The radio sketch series which spawned BBC TV’s That Mitchell and Webb Look returns with five brand-new episodes. Among the topics given the unique Mitchell and Webb treatment are the future of farming (battery penguins); Thomas Hardy’s exciting idea to make his books even sadder; the very confusing goings on in a cash-register shop; a horror story for slugs; the Escalator brothers inventing the world’s first horseless staircase; and the very last programme the BBC ever does….
I’m a big fan of That Mitchell & Webb Sound, and before I listened to this, I binge-listened to the first four series again. While Series 5 did make me laugh and chuckle on occasion, I’m afraid it wasn’t as good as the first four. It’s perhaps unfair to compare it to their classic sketches (“Are we the baddies?”, the original recording of Tennyson, etc.), but some of Series 5 dragged. I couldn’t help but think that maybe the writing was a little rushed, or unenthusiastic. I did enjoy the Old Lady Interview with Mitchell & Webb, and there were a few other chuckles, but previous series have had me in stitches. If you’re a fan of the series, I would still certainly recommend it, but newcomers should start at the beginning for bigger and more laughs.
Tony Robinson, NO CUNNING PLAN (Macmillan)
Sir Tony Robinson is a much-loved actor, presenter and author with a stellar career lasting over 50 years. Now, in his long-awaited autobiography, he reveals how the boy from South Woodford went from child stardom in the first stage production of Oliver!, a pint-size pickpocket desperately bleaching his incipient moustache, to comedy icon Baldrick, the loyal servant and turnip aficionado in Blackadder.
It wasn’t all plain sailing, though. Along the way he was bullied by Steve Marriott, failed to impress Liza Minnelli and was pushed into a stinking London dock by John Wayne. He also entertained us with Maid Marion and Her Merry Men (which he wrote and starred in) and coped manfully when locked naked outside a theatre in Lincoln during the live tour of comedy series Who Dares Wins. He presented Time Team for 20 years, watching countless gardens ruthlessly dug up in the name of archaeology, and risked life and limb filming The Worst Jobs in History.
Packed full of incident and insight, No Cunning Plan is a funny, self-deprecating and always entertaining listen.
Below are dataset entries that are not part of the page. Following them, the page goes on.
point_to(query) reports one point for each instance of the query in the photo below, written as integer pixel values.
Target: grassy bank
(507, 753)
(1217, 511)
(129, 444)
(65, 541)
I’d had high hopes for this memoir, but it sadly didn’t quite live up to my expectations. Naturally, I was very interested in hearing about the Blackadder years, but they made up a surprisingly small portion of the book. It felt, at times, like Robinson was trying very hard to not write about the Blackadder years. True, that is far from the only thing he has done — and we hear/read about pretty much everything — but it nevertheless felt like it got short shrift. He’s an interesting man, who has done some interesting and often entertaining work. He writes about his upbringing, his early career in entertainment, the struggles in his personal life, and his progressive politics. He is perhaps most enthusiastic about his Time Team work, and his passion for archaeology comes through very clearly. But, ultimately, I was left with a feeling that I still didn’t really know much about Robinson. It was a little strange, perhaps distantly told. Sure, his narration was excellent (he has also done the audiobooks for Terry Pratchett’s series). I can’t quite put my finger on it. I’d thought I would have liked this more.